Dans une volonté de réconciliation, dix-neuf crânes, des ossements divers et un scalp pris par les forces coloniales allemandes en 1904 ont été remis, lors d'une cérémonie religieuse à Berlin, à une délégation namibienne conduite par la ministre de la Culture, Katrina Hanse-Himarwa. Ces restes étaient jusqu'ici possédés d'universités, de musées et de collections privées en Allemagne.

Lors de la remise, la secrétaire d'Etat aux Affaires étrangères, Michelle Müntefering, a demandé « le pardon du fond du cœur ». Le 27 août, elle avait déjà estimé que l'Allemagne avait « encore fort à faire » pour assumer son passé colonial sur ce territoire africain (1884-1915). Des excuses jugées cependant insuffisantes par les représentants des deux ethnies.

« Nous sommes ici pour honorer nos héros et héroïnes qui ont été brutalement tués uniquement parce qu'ils ont refusé d'être colonisés et qu'ils ont osé résister à l'occupation de leurs terres ancestrales », a expliqué un chef Herero, Vekuii Rukoro. Il a regretté que la cérémonie ait eu lieu dans une église plutôt que dans un bâtiment public où le gouvernement aurait pu présenter des excuses officielles. Un geste auquel Berlin n'est pas encore prêt pour ne pas ouvrir la voie à un flot de demandes de dédommagements financiers.

Le gouvernement allemand a déjà reconnu sa responsabilité dans les massacres et indiqué, en 2016, qu'il prévoyait des excuses officielles dans le cadre de négociations avec la Namibie.
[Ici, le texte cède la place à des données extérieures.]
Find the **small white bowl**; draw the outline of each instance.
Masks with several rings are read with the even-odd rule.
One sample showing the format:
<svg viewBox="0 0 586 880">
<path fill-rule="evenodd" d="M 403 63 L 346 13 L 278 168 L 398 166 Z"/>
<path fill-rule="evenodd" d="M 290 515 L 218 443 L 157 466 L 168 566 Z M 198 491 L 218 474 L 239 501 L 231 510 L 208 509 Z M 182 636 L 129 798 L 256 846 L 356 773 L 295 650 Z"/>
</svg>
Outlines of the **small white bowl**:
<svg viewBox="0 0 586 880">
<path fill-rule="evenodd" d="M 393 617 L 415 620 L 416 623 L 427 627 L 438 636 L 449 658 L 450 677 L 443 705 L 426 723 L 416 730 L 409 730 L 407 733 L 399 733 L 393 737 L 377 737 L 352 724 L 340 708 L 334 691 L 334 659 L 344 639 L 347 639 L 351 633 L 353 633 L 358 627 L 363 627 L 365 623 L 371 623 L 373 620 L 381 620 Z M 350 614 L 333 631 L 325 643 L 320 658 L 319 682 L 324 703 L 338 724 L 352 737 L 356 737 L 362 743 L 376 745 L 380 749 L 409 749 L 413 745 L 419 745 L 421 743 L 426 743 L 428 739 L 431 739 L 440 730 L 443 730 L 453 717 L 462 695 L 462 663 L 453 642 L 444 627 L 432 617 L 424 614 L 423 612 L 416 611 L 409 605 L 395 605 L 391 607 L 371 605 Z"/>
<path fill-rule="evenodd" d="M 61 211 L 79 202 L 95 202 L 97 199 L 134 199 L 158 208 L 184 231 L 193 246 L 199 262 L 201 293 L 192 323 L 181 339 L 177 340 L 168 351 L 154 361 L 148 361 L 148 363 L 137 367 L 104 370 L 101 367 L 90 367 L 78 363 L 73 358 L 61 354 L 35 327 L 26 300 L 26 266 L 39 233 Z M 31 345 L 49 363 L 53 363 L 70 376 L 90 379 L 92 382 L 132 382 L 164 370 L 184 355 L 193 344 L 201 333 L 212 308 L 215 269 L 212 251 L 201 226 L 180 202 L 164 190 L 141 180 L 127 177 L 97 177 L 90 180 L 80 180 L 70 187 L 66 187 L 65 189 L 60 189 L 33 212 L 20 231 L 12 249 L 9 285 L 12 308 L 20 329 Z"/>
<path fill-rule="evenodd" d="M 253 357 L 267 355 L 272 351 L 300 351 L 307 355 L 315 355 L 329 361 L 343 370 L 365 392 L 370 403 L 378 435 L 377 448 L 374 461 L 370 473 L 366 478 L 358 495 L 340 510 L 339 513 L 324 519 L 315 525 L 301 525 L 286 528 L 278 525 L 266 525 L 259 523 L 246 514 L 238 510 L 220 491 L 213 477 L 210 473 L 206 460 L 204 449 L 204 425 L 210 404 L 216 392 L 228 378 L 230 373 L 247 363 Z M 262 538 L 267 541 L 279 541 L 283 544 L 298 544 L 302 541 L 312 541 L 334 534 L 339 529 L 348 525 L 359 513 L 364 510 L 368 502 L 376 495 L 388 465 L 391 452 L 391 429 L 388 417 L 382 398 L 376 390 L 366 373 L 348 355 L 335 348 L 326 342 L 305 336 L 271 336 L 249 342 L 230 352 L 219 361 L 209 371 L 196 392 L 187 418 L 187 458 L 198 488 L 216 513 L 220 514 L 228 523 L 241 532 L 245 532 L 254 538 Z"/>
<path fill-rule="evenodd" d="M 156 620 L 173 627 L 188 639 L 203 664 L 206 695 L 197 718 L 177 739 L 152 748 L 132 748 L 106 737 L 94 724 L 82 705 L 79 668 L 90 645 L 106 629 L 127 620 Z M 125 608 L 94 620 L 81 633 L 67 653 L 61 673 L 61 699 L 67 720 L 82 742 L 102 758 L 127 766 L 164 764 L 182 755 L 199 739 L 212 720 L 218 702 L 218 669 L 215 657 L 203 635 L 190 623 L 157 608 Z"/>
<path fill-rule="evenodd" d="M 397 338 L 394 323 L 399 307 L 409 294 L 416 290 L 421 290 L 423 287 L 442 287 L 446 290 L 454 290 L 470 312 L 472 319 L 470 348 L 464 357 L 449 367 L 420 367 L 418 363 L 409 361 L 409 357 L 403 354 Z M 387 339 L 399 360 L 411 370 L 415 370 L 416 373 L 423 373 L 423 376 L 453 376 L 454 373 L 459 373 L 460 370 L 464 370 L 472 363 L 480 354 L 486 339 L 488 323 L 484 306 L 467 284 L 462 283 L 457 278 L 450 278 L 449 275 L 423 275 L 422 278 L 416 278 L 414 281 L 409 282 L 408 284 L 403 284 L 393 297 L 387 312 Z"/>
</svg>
Mais les discussions sont toujours en cours et les excuses en suspens. « Des réparations, une reconnaissance et des excuses » sont les conditions d'une normalisation des relations diplomatiques entre l'Allemagne et la Namibie, a rappelé à cet égard la ministre Katrina Hanse-Himarwa, à Berlin.

L'Allemagne a jusqu'ici refusé de payer des réparations financières, préférant des compensations sous forme d'aide au développement. Elle dit avoir déjà versé dans ce cadre des centaines de millions d'euros à la Namibie depuis son indépendance de l'Afrique du Sud en 1990.

Techniques génocidaires

Le massacre de dizaines de milliers de Herero et de Nama par les Allemands est considéré par des historiens comme le premier génocide du XXe siècle. Ces ossements, dont quelque trois cents crânes, furent envoyés en Allemagne pour des expériences scientifiques à caractère racial.

L’ambassadeur de Namibie à Berlin a réclamé, en 2008, la restitution de ces crânes. « Il s'agit de retrouver notre dignité, de nous réapproprier notre histoire. Et il s'agit d'offrir à ces crânes une vraie sépulture », avait-il déclaré, avant de voir la restitution, en 2011, de vingt crânes de guerriers Herero et Nama.

Les seules victimes sont les tribus Herero, qui représentent environ 7% de la population namibienne contre 40% au début du XXe siècle, et les Nama. Leurs représentants ont lancé une procédure judiciaire à New York pour exiger des réparations directement aux descendants des deux ethnies exterminées. Privés de leurs terres et de leur bétail, les Herero s'étaient révoltés en 1904 contre les colons allemands, faisant une centaine de morts parmi les colons.

Envoyé pour mater la rébellion, le général allemand Lothar von Trotha avait ordonné leur extermination. Les Nama s'étaient soulevés un an plus tard et subirent le même sort.

Au total, au moins soixante mille Herero et environ dix mille Nama perdirent la vie entre 1904 et 1908. Les forces coloniales allemandes avaient employé des techniques génocidaires : massacres de masse, exil dans le désert où des milliers d'hommes, femmes et enfants sont morts de soif, et camps de concentration comme celui tristement célèbre de Shark Island.